Showing posts with label appreciation. Show all posts
Showing posts with label appreciation. Show all posts

Wednesday, June 11, 2014

Why My 20th High School Reunion Matters to Me

I'm going to be honest, I didn't love high school.


My birthday is at the end of October (but I was reading at a high school level as a first grader, so they started me in first grade when I was probably too young), so I was significantly younger than most of my classmates and never really felt like I fit in.  In fact, my closest friends in school were not in my class at all.

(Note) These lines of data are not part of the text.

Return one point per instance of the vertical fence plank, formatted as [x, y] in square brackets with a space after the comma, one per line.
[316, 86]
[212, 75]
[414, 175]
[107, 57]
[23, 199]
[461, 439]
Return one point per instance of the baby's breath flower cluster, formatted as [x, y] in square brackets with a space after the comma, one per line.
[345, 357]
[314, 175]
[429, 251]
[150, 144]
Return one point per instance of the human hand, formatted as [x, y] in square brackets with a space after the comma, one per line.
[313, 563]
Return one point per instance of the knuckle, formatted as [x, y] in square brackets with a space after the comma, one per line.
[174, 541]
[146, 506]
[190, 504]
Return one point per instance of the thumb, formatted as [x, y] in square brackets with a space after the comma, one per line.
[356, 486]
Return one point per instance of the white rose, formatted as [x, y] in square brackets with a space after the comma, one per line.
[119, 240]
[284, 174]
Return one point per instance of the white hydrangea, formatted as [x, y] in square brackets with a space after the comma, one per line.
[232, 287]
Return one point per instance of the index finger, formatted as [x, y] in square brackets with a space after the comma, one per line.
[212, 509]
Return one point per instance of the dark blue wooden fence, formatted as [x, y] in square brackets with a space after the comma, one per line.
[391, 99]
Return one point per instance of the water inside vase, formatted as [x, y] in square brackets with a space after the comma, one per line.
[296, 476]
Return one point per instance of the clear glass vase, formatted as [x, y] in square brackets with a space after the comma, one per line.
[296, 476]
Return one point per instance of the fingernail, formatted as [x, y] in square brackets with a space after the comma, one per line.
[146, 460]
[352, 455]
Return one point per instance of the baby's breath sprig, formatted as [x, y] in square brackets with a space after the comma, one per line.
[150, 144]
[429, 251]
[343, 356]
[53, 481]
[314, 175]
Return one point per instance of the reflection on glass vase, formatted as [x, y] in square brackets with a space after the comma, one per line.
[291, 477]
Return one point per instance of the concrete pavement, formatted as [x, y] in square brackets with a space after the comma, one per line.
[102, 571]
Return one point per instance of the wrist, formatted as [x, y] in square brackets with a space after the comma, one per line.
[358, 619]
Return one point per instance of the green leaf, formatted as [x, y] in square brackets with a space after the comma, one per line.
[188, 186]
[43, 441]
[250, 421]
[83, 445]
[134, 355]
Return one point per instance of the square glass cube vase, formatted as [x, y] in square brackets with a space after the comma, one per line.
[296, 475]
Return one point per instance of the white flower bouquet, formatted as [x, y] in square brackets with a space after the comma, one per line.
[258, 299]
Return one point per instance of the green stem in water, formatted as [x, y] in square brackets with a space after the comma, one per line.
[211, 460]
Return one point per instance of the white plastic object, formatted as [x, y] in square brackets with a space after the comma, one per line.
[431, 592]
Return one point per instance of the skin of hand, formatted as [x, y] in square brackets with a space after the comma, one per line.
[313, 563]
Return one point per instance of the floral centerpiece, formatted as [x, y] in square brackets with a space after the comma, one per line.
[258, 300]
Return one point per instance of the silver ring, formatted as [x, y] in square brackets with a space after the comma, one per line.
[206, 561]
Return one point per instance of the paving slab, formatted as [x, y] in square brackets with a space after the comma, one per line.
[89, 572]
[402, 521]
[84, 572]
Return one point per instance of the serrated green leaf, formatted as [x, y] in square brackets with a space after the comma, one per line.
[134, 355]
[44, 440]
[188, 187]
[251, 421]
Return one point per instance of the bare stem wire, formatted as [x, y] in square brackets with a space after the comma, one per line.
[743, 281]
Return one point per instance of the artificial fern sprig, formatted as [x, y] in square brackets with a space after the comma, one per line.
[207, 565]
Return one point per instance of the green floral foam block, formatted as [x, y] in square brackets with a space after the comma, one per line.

I always felt like my sense of humor, my sweet nature, and my ravishing beauty were lost on many of the people in my graduating class.  In large part, it's because I went through a pretty traumatic time in 6-8 grade when my parents were going through an extremely acrimonious divorce and I burned a lot of bridges and had a terrible attitude.

Anyway, I had no interest in reunions before this one.  I put on a lot of weight as a coping mechanism to a trauma that happened when I was twenty-one (my life has apparently been trauma-ridden ... I'm rarely bored, though ;-)), none of the people I wanted to hang out with would be there anyway, I was only a teacher and not some international world traveler or working for a Fortune 500 company, I didn't fit in with "those people", and blah blah blah. (Evidently my bad attitude followed me into adulthood)  

I kept waiting for someone to do something about the 20 year reunion, one of those people who seemed so on top of it in high school, who things seemed to come to so effortlessly.

A couple of things happened to me, you see, that have changed my attitude, my life, my priorities, and so on.

First, I almost died giving birth to Gabrielle in December.  In fact, technically I died twice.  That sort of experience changes a person.

Secondly, I am in the process of being diagnosed with a "progressive" disease.  It's a disease people die from, but they usually suffer a lot first.  Over a long period of time.  Yeah, I'm not super excited.  What I am, though, is ready to enjoy life while I can.  I'm ready to make up for the lost time I missed due to bad attitude and traumas.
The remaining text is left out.